Es ist ärgerlich, wenn auf Ihrem Siemens-Touchscreen Fehler auftreten. Wie lässt sich das Problem beheben? In diesem Artikel erläutern wir die häufigsten Fehler und Ursachen von Siemens-Touchscreens und stellen Ihnen die entsprechenden Lösungen vor.

Fehler 1: Berührungsabweichung
Phänomen 1: Die vom Finger berührte Position überlappt sich nicht mit dem Mauszeiger.
Grund 1: Nach der Installation des Treibers haben Sie bei der Positionskorrektur den Mittelpunkt des Ziels vertikal nicht berührt.
Lösung 1: Korrigieren Sie die Position erneut.
Phänomen 2: In einigen Bereichen präzise Berührung, in anderen Bereichen Abweichungen.
Grund 2: Auf den Schallwellenreflexionsstreifen am Rand des Oberflächenwellen-Touchscreens hat sich eine große Menge Staub oder Ablagerungen gebildet, was die Übertragung des Schallwellensignals beeinträchtigt.

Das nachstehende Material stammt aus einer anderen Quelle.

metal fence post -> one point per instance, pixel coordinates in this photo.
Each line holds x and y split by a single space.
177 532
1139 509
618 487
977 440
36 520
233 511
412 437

Lösung 2: Reinigen Sie das Touchscreen-Gerät und achten Sie besonders auf die Reinigung der Schallwellenreflexionsstreifen an den vier Seiten des Touchscreens. Trennen Sie während der Reinigung unbedingt die Stromversorgung der Touchscreen-Steuerkarte.
Fehler 2: Keine Reaktion auf Berührungen des Touchscreens
Phänomen: Bei Berührung des Bildschirms bewegt sich der Mauszeiger nicht und es findet keine Positionsänderung statt.
Grund: Die Gründe für dieses Phänomen sind folgende:
1. Die Staub- oder Ablagerungsbildung auf den Schallwellenreflexionsstreifen am Rand des Oberflächenwellen-Touchscreens ist sehr stark, was die Funktionsfähigkeit des Touchscreens beeinträchtigt.
2. Der Touchscreen funktioniert nicht richtig.
3. Die Touchscreen-Steuerkarte ist defekt.
4. Die Signalleitung des Touchscreens ist defekt.
5. Der serielle Touchscreen-Anschluss ist defekt.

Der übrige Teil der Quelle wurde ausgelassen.